Enhancement of 26S Proteasome Functionality Connects Oxidative Stress and Vascular Endothelial Inflammatory Response in Diabetes Mellitus

Section of Endocrinology and Diabetes, Department of Medicine, University of Oklahoma Health Sciences Center, Harold Hamm Oklahoma Diabetes Center, Oklahoma City, OK 73104, USA.
Arteriosclerosis Thrombosis and Vascular Biology (Impact Factor: 6). 07/2012; 32(9):2131-40. DOI: 10.1161/ATVBAHA.112.253385
Source: PubMed


Although the connection of oxidative stress and inflammation has been long recognized in diabetes mellitus, the underlying mechanisms are not fully elucidated. This study defined the role of 26S proteasomes in promoting vascular inflammatory response in early diabetes mellitus.
The 26S proteasome functionality, markers of autophagy, and unfolded protein response were assessed in (1) cultured 26S proteasome reporter cells and endothelial cells challenged with high glucose, (2) transgenic reporter (Ub(G76V)-green fluorescence protein) and wild-type (C57BL/6J) mice rendered diabetic, and (3) genetically diabetic (Akita and OVE26) mice.

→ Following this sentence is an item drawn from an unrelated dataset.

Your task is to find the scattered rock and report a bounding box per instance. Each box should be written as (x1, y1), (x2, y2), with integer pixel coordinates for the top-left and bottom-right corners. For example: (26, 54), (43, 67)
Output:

In glucose-challenged cells, and also in aortic, renal, and retinal tissues from diabetic mice, enhanced 26S proteasome functionality was observed, evidenced by augmentation of proteasome (chymotrypsin-like) activities and reduction in 26S proteasome reporter proteins, accompanied by increased nitrotyrosine-containing proteins. Also, whereas inhibitor of the nuclear factor κ-light-chain-enhancer of activated B cells α proteins were decreased, an increase was found in nuclear factor κ-light-chain-enhancer of activated B cells (NF-κB) nucleus translocation, which enhanced the NF-κB-mediated proinflammatory response, without affecting markers of autophagy or unfolded protein response. Importantly, the alterations were abolished by MG132 administration, small interfering RNA knockdown of PA700 (proteasome activator protein complex), or superoxide scavenging in vivo.
Early hyperglycemia enhances 26S proteasome functionality, not autophagy or unfolded protein response, through peroxynitrite/superoxide-mediated PA700-dependent proteasomal activation, which elevates NF- ĸB-mediated endothelial inflammatory response in early diabetes mellitus.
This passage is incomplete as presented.